Inchiesta sull'industria italiana

L'industria laniera nel Biellese

    La industria laniera biellese rappresenta un gruppo così omogeneo nell'insieme dell'industria italiana, ha caratteri proprii talmente spiccati e d'altra parte vive così staccata dalle altre industrie che esaminarne i caratteri economici e, vorrei dire, psicologici può essere interessante anche per una ricerca di carattere storico-politico.

Le origini

    L'industria sorse nelle piccole vallate degli affluenti della Sesia. Era una regione industre da gran tempo, sufficientemente ricca, che aveva coltivato prima la industria della carta e quella tessile della seta, poi aveva conosciuto ferriere e produzioni di armi. L'industria della lana vi si mantenne per molto tempo casalinga e rudimentale sino a che, ora é un secolo, un piccolo industriale di Valle Mosso, il Pietro Sella, importava tra molte difficoltà e incredulità i primi telai meccanici dall'Inghilterra ed alcune macchine per filare la lana cardata.

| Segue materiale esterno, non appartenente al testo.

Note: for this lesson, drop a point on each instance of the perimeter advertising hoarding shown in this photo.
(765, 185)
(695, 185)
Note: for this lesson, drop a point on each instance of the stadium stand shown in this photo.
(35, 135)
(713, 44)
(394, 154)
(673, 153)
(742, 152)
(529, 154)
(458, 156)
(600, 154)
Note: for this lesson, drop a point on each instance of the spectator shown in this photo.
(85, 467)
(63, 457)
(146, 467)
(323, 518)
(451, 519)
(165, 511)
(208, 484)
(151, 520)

    L'industria sorse così nella Valle Mosso, si diffuse nelle vallate circostanti, fu per opera di Maurizio Sella, nipote di Pietro e padre di Quintino Sella, portata nella valle del Cervo ove si trova il capoluogo del circondario. Fu industria dapprima domestica, ma si rafforzò colla pazienza e colla tenacia di piccoli industriali, con uno spirito di risparmio spinto sino al sacrificio, col continuo investimento dei capitali guadagnati nell'industria che li aveva prodotti, sicché cacciò dalla valle del Cervo, dello Strona, del Crosa, dell'Elvo, mulini, cartiere, filande, ferriere, impiegò le acque delle alpi nelle tintorie nei lavaggi, i salti dei torrenti per muovere macchine, frastagliò i colli di lunghe pezze di panno poste a tendere e ad asciugare, elevò alti camini fumanti sull'altopiano che degrada verso la nebbia della pianura.

    Ed un ritmo più intenso fu dato all'industria dalla introduzione della lavorazione di lana pettinata fatta, dopo molti insuccessi, da profughi del Lombardo-Veneto tra il 1850-1855.





Lo sviluppo

    Così il Biellese aveva trovato la sua industria. Paese fittamente popolato e dove la popolazione esuberante per quello che la poca terra coltivabile poteva rendere aveva dovuto per secoli emigrare ogni inverno verso i paesi del piano, l'industria della lana che sfruttava condizioni locali non facilmente ottenibili altrove (acque di assoluta purezza, torrenti a regime abbastanza regolare) si adattava ottimamente ad esso. Ciò spiega perché il gruppo biellese della industria laniera, il più giovane tra i gruppi italiani, sorpassasse presto per importanza e novità di impianti, per capitale e mano d'opera impiegati, altre regioni ove l'industria della lana aveva sede da secoli e che più si attardarono prima di rinnovare completamente il macchinario ed i metodi di lavoro.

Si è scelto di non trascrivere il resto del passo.